In mainland China, where the Simplified Chinese orthographical reform has been adopted, vertical writing is now comparatively rare, more so in print than in writing and signage. Most publications are now printed in horizontal alignments, like English. Horizontal writing is written left to right in the vast majority of cases, with a few exceptions such as bilingual dictionaries of Chinese and right-to-left scripts like Arabic, in which case Chinese may follow the right-to-left alignment. Right-to-left writing direction can also often be seen on the right side of tourist buses, as it is customary to have the text run (on both sides of the vehicle) from the front of the bus to its rear.
LH748 wrote:Long time ago I started to notice that Chinese characters on aircrafts are written from left to right on the left side of the plane but written from right to left on the right side of the plane. Just take a look at a MU aircraft from both sides and you'll see what I mean.
I've only ever noticed this on aircrafts and was wondering why that is. Is it a special feature of Mandarin that I haven't noticed anywhere else?
MonAmQB wrote:Chinese writings were from right to left in the past. Only <100 years ago did it change to from left to right. It’s still normal to see writings from right to left these days. It just happens to fit an airplane, a bus or a taxi better to have two different orientations on different sides of the vehicle. So there you have it.
Devilfish wrote:I actually find the old markings and livery on CAAC aircraft more appealing than the current variety coming out lately. Not that I can read or understand what any of those mean.
eamondzhang wrote:It is not normal in any part of China nowadays to write from right to left. Only Japan does that AFAIK.
c933103 wrote:eamondzhang wrote:It is not normal in any part of China nowadays to write from right to left. Only Japan does that AFAIK.
i can't tell which part should I start correcting you but this isn't really a correct statement
workhorse wrote:By the way, talking about MU, there's another quirk about their titles in addition to being written from right to left on the right side: they are written in traditional script (中國東方 instead of 中国东方) to create a kind of "classy" feeling.
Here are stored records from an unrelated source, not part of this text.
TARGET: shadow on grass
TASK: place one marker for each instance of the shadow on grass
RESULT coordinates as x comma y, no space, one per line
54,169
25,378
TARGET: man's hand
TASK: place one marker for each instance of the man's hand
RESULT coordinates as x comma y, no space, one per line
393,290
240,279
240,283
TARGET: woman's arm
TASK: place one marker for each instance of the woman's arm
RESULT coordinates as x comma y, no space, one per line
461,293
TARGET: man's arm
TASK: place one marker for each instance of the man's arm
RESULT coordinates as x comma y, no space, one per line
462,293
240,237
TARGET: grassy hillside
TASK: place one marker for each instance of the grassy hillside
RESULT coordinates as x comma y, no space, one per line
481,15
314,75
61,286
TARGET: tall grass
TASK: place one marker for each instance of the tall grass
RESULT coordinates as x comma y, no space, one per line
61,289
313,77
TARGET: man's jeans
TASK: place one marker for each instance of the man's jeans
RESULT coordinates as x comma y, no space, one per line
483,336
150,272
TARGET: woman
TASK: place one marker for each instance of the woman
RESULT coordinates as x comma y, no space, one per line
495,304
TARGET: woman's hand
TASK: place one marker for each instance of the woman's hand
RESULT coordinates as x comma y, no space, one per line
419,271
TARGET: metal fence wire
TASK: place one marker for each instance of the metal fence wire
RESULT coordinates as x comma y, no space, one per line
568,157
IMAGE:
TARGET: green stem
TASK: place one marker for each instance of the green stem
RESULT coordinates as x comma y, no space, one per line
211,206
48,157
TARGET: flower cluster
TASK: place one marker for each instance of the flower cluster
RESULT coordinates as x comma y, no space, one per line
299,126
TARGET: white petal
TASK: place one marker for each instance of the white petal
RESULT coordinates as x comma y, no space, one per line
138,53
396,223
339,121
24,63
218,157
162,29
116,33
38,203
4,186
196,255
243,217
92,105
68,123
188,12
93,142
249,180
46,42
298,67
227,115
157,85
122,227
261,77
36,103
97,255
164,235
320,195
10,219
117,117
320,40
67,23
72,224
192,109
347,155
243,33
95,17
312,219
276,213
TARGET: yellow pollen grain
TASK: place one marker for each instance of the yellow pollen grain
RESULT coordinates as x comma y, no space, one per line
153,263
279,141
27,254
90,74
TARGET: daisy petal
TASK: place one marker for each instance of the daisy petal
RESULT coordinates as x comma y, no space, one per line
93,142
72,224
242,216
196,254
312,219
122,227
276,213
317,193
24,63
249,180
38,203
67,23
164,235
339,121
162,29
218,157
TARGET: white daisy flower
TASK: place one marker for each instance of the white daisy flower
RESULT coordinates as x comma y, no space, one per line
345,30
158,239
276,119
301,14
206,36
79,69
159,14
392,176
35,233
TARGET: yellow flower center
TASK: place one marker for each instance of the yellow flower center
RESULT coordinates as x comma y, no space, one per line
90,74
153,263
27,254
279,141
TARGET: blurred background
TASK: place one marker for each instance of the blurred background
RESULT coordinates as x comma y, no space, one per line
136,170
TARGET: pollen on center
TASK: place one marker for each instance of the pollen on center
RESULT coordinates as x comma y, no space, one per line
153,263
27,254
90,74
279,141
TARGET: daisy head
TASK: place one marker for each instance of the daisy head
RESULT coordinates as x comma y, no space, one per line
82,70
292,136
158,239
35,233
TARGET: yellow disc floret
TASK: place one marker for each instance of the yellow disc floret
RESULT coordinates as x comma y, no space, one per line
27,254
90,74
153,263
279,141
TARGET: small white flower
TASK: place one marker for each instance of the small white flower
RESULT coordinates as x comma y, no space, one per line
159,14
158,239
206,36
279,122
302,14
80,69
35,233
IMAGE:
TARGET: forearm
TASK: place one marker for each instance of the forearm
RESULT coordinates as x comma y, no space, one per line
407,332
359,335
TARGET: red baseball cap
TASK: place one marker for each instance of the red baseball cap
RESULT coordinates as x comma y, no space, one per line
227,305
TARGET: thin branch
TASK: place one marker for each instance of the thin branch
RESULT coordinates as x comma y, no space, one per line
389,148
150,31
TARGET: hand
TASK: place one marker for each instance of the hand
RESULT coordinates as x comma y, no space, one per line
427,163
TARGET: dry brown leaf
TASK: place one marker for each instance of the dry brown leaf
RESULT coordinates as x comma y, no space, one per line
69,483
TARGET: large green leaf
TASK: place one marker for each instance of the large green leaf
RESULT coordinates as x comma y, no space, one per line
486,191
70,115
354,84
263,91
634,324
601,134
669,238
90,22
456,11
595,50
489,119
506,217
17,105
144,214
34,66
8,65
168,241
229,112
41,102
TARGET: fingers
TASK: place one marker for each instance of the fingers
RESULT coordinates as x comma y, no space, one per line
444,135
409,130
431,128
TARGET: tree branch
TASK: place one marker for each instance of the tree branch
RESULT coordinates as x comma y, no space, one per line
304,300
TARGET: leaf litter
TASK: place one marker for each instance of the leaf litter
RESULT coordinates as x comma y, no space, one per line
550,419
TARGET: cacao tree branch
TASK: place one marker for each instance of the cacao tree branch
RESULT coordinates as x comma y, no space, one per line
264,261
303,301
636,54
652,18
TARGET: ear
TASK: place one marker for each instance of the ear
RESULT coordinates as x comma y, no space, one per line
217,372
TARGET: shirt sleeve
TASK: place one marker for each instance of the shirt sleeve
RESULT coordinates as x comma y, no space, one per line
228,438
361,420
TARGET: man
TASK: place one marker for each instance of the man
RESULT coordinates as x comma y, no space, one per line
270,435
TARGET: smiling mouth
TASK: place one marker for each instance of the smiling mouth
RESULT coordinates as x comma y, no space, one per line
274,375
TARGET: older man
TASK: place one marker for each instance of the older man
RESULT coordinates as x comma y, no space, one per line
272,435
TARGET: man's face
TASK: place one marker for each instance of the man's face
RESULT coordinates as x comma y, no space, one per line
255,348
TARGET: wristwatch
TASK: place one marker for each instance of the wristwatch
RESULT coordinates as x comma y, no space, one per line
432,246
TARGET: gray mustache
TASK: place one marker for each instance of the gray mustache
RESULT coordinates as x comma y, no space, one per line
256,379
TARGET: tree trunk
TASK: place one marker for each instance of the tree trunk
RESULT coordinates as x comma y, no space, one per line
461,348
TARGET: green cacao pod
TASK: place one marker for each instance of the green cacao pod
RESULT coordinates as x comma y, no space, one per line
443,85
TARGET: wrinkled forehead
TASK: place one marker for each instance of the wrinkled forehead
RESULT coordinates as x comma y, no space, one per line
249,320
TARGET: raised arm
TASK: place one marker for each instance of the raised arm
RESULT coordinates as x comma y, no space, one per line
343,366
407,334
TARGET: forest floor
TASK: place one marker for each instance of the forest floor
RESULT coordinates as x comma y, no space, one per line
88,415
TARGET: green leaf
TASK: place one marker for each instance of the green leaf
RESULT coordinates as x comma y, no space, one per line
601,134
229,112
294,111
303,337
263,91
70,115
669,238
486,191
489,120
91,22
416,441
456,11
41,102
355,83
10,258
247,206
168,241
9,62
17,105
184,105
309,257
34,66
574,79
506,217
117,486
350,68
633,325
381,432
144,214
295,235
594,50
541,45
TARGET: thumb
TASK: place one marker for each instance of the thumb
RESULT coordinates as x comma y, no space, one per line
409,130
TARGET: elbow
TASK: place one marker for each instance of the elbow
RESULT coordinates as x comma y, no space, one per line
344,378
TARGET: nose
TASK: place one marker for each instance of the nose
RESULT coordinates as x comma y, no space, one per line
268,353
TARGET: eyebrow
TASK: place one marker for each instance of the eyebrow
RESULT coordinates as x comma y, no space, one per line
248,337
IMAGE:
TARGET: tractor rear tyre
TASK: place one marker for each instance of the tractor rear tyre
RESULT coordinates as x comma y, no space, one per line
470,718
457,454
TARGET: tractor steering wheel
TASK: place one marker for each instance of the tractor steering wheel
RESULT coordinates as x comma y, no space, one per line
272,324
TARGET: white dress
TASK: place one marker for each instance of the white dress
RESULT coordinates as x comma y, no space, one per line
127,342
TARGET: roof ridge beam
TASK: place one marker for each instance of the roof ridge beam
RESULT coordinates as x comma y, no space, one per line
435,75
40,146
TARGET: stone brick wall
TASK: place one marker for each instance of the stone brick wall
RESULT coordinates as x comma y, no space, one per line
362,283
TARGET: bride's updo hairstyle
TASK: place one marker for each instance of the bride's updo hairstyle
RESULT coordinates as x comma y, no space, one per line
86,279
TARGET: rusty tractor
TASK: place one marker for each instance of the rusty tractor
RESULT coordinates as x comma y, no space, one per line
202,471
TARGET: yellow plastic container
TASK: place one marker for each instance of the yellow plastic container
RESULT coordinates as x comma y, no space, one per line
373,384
c933103 wrote:workhorse wrote:By the way, talking about MU, there's another quirk about their titles in addition to being written from right to left on the right side: they are written in traditional script (中國東方 instead of 中国东方) to create a kind of "classy" feeling.
Wouldn't this be banned by the Chinese national language and text law?
reltney wrote:There is no “S” on aircraft..... just sayin...
mooseofspruce wrote:I've always wondered this ever since I did fan texturing work to replicate Hainan's and Air China's liveries for flightsim years ago, which involved applying the Chinese script this way. Finally an answer as to why and that it's front-to-back more than it's a case of left from right.